1. `polish_judgments_6k.parquet`¶

Curated dataset with columns: - id: Unique document identifier - text: Full judgment text - court: Court name - date: Judgment date - topic_primary: Primary topic label (e.g., "Criminal Sentencing") - topic_secondary: Legal category (e.g., "Criminal Law") - topic_id: Numeric topic ID matching UK taxonomy - source_dataset: Source HuggingFace dataset - query_used: Polish queries used for retrieval - relevance_score: Document relevance score (0.0-1.0) - signature: Case signature/sygnatura for deduplication

2. `polish_dataset_stats.json`¶

Curation statistics including: - Topic distribution (UK vs Polish counts) - Source dataset breakdown - Coverage gaps and shortfalls - Per-topic statistics

Data Sources¶

The script attempts to load from multiple HuggingFace datasets in priority order:

Primary: JuDDGES/pl-court-raw-enriched (has factual_state and legal_state fields)
Secondary: JuDDGES/pl-nsa-enriched (administrative courts)
Fallback: JuDDGES/pl-court-raw, JuDDGES/pl-nsa

Algorithm¶

Query-driven retrieval: Use Polish legal queries from Issue #11 to score documents for topic relevance
Balanced sampling: Allocate documents proportionally to match UK topic distribution
Deduplication: Remove duplicates based on case signatures
Quality filtering: Filter out very short judgments (< 500 characters)

Performance Notes¶

Uses streaming mode to handle large datasets without memory issues
Processes documents in batches for efficient memory usage
Text preprocessing includes normalization for better Polish text matching

Troubleshooting¶

Missing Prerequisites¶

Error: UK topic taxonomy not found at data/uk_topics_taxonomy.json

Run the Issue #10 script first to generate the UK topic taxonomy.

Missing HF Token¶

Error: HF_TOKEN environment variable required

Set your HuggingFace token in the environment.

Low Coverage for Specific Topics¶

Check polish_dataset_stats.json for gaps.

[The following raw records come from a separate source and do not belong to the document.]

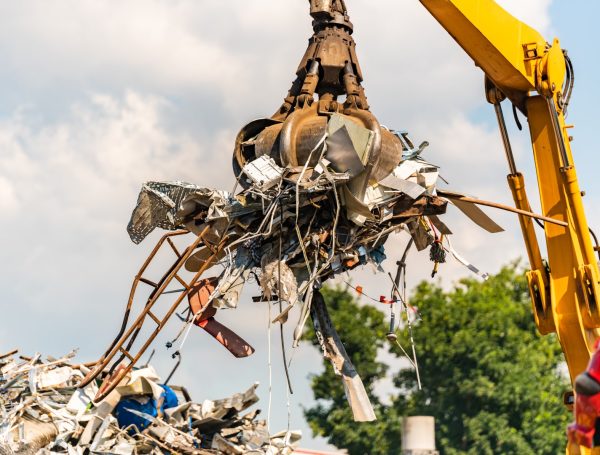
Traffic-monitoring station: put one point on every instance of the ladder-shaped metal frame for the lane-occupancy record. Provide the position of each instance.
(123, 342)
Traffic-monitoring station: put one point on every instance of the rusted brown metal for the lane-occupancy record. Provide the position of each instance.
(328, 70)
(124, 341)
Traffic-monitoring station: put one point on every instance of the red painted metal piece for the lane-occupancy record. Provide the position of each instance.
(198, 299)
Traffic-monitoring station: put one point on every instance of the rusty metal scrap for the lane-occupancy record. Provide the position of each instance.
(321, 186)
(43, 412)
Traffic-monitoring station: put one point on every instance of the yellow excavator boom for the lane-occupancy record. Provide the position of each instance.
(519, 64)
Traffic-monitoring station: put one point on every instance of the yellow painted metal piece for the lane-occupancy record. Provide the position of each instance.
(537, 278)
(513, 55)
(568, 249)
(519, 62)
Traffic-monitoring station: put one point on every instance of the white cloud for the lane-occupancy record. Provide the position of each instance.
(103, 95)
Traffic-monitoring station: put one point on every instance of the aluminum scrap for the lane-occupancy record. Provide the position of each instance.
(43, 412)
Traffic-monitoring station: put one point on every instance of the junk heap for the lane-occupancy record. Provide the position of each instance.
(44, 412)
(320, 186)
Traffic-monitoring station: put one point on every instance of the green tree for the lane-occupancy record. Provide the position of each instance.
(491, 381)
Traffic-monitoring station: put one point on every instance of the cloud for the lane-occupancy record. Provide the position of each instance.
(100, 96)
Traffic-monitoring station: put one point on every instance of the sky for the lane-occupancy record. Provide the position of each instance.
(101, 96)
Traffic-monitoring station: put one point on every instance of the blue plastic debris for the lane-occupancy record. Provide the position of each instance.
(142, 405)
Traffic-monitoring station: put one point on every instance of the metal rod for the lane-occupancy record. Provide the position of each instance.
(558, 132)
(505, 139)
(507, 208)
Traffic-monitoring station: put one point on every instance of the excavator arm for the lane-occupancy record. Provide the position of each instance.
(519, 64)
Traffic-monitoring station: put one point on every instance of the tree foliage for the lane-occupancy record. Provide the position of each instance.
(493, 384)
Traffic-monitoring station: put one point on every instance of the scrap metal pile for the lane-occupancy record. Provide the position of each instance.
(320, 186)
(44, 412)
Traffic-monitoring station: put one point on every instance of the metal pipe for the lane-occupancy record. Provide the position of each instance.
(505, 139)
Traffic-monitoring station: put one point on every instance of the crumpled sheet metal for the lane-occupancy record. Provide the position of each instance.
(294, 227)
(42, 412)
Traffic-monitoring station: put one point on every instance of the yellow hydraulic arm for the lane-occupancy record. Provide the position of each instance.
(522, 66)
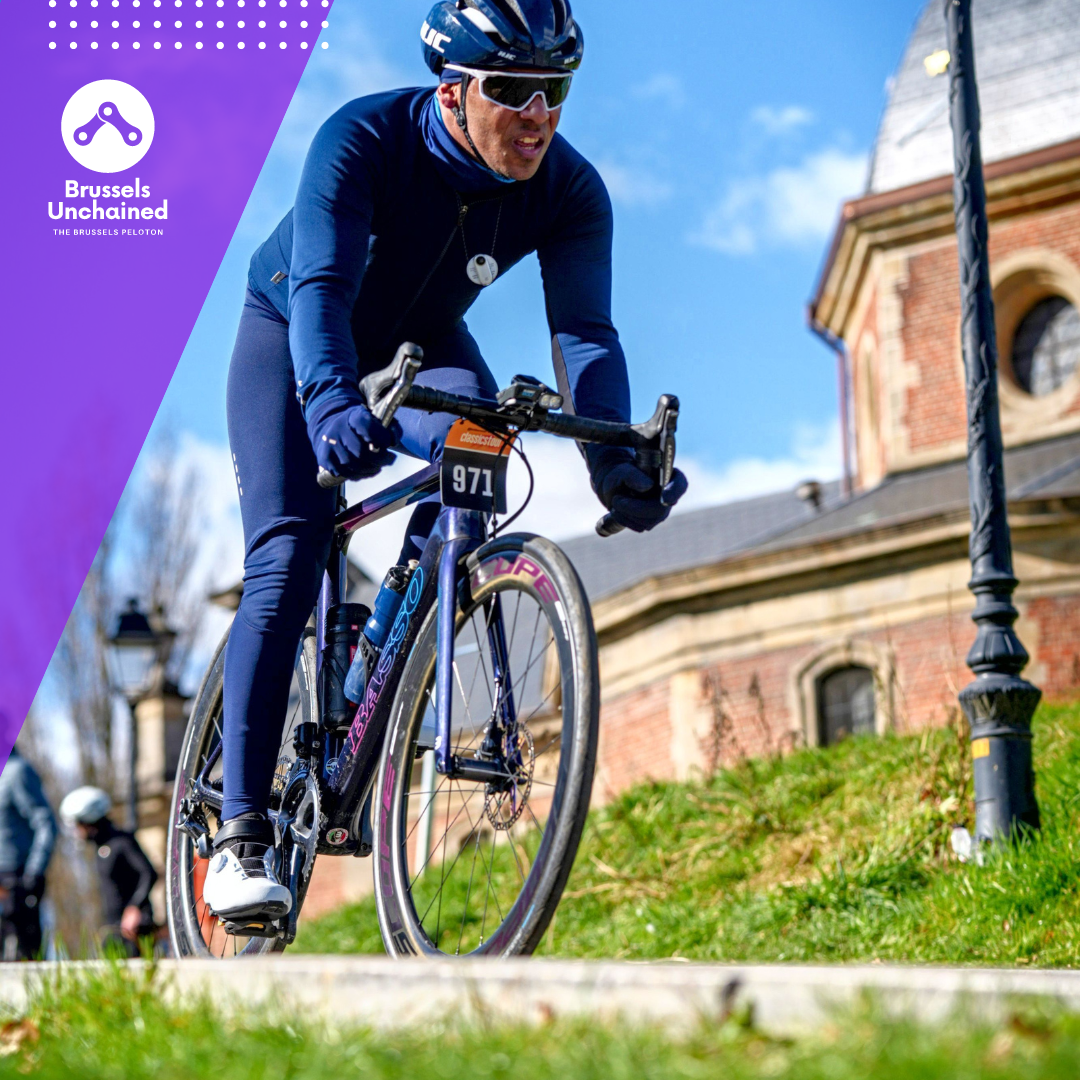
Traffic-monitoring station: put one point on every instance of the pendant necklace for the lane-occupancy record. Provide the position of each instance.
(482, 269)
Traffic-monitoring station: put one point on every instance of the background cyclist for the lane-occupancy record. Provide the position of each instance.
(409, 203)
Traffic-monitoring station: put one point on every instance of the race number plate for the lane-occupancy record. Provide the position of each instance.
(474, 469)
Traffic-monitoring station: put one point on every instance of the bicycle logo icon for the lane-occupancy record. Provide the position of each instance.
(107, 125)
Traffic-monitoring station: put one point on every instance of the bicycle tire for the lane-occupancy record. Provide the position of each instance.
(536, 568)
(192, 931)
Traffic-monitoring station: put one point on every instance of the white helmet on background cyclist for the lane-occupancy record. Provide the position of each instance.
(84, 806)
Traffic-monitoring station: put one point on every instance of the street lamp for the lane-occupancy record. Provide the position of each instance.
(998, 703)
(138, 651)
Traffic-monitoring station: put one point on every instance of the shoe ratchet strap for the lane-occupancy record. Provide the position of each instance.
(245, 831)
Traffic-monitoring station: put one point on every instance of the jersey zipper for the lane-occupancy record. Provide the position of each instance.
(462, 211)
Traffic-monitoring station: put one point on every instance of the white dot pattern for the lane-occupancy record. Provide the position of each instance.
(176, 32)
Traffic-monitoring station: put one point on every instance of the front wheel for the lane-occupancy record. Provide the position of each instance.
(472, 867)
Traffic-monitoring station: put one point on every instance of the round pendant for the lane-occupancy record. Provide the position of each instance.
(482, 269)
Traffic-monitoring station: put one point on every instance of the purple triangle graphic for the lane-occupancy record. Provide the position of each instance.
(95, 321)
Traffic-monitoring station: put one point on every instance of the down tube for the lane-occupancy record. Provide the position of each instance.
(351, 772)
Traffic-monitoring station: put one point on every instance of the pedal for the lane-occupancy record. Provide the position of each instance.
(242, 929)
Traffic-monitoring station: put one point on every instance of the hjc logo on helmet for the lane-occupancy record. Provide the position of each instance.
(432, 38)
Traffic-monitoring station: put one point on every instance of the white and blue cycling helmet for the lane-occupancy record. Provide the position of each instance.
(502, 34)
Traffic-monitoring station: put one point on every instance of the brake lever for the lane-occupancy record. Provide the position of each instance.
(383, 403)
(658, 462)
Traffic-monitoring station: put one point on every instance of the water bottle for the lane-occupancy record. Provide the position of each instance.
(377, 630)
(343, 626)
(387, 604)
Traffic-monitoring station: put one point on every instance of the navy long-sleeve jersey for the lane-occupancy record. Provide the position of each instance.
(375, 251)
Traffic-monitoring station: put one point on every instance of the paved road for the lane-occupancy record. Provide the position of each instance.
(783, 998)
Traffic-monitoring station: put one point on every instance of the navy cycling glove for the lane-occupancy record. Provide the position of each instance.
(349, 442)
(628, 491)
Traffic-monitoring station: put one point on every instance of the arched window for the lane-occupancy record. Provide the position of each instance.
(846, 704)
(1045, 347)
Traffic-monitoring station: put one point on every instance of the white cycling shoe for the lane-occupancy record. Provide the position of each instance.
(241, 882)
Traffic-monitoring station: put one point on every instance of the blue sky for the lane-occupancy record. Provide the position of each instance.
(727, 135)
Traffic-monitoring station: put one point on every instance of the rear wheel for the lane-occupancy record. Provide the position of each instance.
(472, 867)
(193, 929)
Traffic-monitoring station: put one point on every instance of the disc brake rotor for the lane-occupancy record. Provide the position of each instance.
(502, 809)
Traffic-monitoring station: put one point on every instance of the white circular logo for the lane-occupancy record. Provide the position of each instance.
(107, 125)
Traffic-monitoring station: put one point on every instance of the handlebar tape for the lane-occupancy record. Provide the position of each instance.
(327, 480)
(607, 526)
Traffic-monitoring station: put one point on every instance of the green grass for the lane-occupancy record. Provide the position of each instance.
(832, 855)
(117, 1026)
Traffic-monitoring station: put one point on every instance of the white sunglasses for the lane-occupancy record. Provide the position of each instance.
(515, 90)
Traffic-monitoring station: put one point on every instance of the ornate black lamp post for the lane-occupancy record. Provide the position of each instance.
(998, 703)
(139, 652)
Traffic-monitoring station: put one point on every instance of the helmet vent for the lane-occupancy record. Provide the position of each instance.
(513, 10)
(483, 23)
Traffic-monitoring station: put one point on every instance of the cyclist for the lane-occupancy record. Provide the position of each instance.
(27, 837)
(123, 871)
(409, 203)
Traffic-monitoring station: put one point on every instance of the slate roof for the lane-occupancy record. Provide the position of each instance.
(698, 538)
(689, 539)
(1027, 59)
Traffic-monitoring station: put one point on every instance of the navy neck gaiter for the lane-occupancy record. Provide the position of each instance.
(459, 169)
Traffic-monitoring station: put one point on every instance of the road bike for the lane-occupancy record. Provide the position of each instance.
(466, 770)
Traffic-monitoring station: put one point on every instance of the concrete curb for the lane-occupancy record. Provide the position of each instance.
(376, 991)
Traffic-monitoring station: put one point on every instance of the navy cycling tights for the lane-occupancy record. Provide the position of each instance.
(288, 523)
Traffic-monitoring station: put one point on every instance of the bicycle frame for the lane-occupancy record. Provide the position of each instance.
(350, 763)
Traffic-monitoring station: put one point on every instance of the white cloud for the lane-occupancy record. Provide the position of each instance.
(775, 121)
(788, 206)
(814, 454)
(632, 186)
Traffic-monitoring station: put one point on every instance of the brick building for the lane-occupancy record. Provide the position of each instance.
(795, 618)
(775, 621)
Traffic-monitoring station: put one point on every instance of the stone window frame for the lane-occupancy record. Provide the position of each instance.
(846, 653)
(1020, 281)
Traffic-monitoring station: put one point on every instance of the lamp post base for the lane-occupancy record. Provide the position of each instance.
(999, 709)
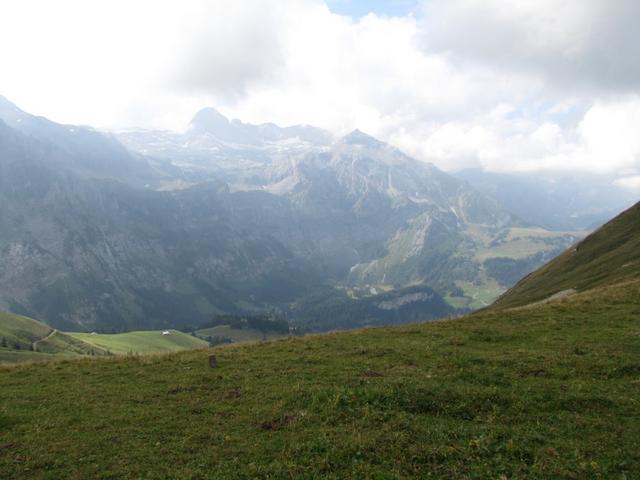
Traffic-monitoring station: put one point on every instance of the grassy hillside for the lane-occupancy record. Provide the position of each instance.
(609, 255)
(23, 338)
(547, 391)
(22, 331)
(142, 342)
(237, 334)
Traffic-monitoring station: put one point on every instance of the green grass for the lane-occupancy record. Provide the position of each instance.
(142, 342)
(548, 391)
(21, 330)
(609, 255)
(23, 334)
(237, 335)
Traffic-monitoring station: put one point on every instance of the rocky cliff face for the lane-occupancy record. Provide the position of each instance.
(230, 217)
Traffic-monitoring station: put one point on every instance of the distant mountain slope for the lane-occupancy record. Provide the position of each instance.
(231, 218)
(570, 202)
(88, 152)
(609, 255)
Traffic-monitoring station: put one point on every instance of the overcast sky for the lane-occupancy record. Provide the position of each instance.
(505, 85)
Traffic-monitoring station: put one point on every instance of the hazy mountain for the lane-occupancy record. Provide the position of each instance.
(609, 256)
(89, 153)
(568, 202)
(232, 217)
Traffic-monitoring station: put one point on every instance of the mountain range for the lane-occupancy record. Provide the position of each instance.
(140, 229)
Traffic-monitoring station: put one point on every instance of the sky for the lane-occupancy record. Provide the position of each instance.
(527, 86)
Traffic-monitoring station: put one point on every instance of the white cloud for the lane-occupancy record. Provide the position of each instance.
(505, 85)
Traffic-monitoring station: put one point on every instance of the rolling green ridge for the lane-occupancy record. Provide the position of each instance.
(607, 256)
(25, 339)
(142, 342)
(547, 391)
(236, 335)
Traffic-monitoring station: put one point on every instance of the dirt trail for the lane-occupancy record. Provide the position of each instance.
(34, 345)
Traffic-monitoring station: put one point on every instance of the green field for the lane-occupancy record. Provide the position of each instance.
(142, 342)
(549, 391)
(237, 334)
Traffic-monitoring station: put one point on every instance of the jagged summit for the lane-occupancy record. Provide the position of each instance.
(357, 137)
(209, 120)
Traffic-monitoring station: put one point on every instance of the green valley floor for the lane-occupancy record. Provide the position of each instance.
(548, 391)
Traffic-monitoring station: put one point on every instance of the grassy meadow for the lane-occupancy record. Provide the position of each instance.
(151, 341)
(548, 391)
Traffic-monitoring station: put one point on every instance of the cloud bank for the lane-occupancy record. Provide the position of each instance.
(507, 86)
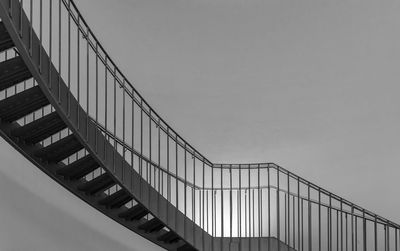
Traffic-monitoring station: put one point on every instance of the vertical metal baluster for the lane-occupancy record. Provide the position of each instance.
(259, 208)
(319, 219)
(222, 207)
(203, 244)
(133, 138)
(212, 208)
(115, 117)
(78, 61)
(168, 176)
(176, 180)
(330, 222)
(309, 219)
(150, 164)
(106, 109)
(364, 232)
(337, 230)
(141, 148)
(41, 34)
(352, 228)
(341, 224)
(240, 207)
(59, 51)
(21, 11)
(31, 28)
(123, 128)
(193, 196)
(50, 42)
(185, 187)
(302, 224)
(298, 214)
(278, 227)
(159, 165)
(356, 233)
(269, 207)
(230, 204)
(69, 62)
(88, 86)
(288, 209)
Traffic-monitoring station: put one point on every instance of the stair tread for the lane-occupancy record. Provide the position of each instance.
(78, 168)
(134, 213)
(22, 104)
(169, 237)
(40, 129)
(117, 199)
(97, 185)
(60, 149)
(13, 71)
(152, 225)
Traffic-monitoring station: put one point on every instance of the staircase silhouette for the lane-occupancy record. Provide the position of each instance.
(45, 120)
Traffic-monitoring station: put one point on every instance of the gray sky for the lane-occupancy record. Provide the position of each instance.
(311, 85)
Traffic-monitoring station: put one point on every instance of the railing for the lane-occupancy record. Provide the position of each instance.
(225, 200)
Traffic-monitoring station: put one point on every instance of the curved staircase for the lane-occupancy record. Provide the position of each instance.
(90, 136)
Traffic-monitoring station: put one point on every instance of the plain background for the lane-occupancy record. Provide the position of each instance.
(311, 85)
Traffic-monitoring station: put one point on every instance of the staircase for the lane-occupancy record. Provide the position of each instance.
(96, 136)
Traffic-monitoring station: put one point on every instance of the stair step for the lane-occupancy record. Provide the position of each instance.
(5, 39)
(169, 237)
(98, 184)
(117, 199)
(60, 149)
(78, 168)
(186, 247)
(22, 104)
(153, 225)
(12, 72)
(40, 129)
(135, 213)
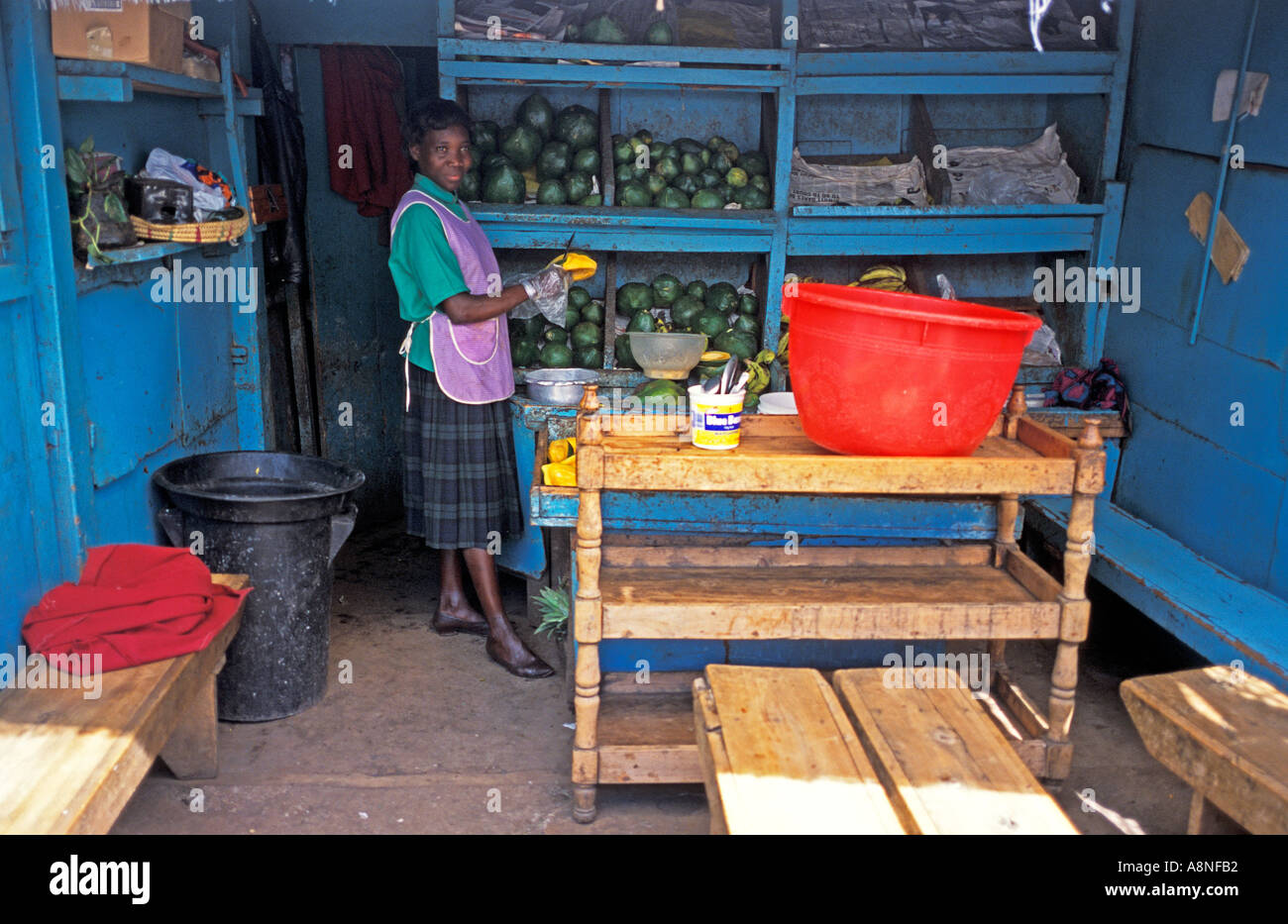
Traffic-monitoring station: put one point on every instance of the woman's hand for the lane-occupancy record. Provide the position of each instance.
(549, 284)
(471, 309)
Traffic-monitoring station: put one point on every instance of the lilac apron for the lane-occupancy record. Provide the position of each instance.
(472, 361)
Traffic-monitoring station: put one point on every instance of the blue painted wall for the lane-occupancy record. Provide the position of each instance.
(129, 383)
(1189, 467)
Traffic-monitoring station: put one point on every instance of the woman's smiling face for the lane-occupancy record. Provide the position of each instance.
(443, 155)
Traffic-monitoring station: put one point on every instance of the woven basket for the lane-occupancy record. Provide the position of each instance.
(202, 232)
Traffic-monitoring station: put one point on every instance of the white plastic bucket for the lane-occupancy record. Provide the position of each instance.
(716, 418)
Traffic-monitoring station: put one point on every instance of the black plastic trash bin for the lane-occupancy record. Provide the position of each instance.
(281, 519)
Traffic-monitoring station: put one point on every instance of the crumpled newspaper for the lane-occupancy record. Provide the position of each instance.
(1030, 174)
(879, 184)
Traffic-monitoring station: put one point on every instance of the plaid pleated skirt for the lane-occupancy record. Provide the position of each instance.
(460, 484)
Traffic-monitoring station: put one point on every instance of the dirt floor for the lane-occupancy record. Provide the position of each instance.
(430, 736)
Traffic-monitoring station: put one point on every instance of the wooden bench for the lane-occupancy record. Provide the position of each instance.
(72, 764)
(1225, 733)
(782, 752)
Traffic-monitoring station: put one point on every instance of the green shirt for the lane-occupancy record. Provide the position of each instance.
(424, 267)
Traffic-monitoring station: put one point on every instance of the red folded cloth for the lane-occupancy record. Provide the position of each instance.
(133, 605)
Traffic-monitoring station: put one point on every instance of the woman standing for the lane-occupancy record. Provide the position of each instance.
(460, 484)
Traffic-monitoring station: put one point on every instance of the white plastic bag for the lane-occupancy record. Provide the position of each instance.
(166, 166)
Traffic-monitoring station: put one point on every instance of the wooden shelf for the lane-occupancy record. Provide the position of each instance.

Some specialized topics may have limited Polish coverage in the available datasets.

Example Output¶

🏛️ Polish Judgment Curation
┌─ Polish Dataset Curation Summary ─┐
│                                   │
│ 📊 Dataset Overview               │
│    • Total curated documents: 5,847│
│    • Target document count: 6,000  │
│    • Topics with coverage: 5/5     │
│    • Minimum per topic: 50         │
│                                   │
│ 📈 Source Distribution            │
│    • pl-court-raw-enriched: 3,245 │
│    • pl-nsa-enriched: 2,602       │
│                                   │
│ 🎯 Coverage Quality               │
│    • Avg coverage ratio: 0.97      │
│    • Topics with gaps: 1           │
└───────────────────────────────────┘

This indicates successful curation with good coverage across all topics.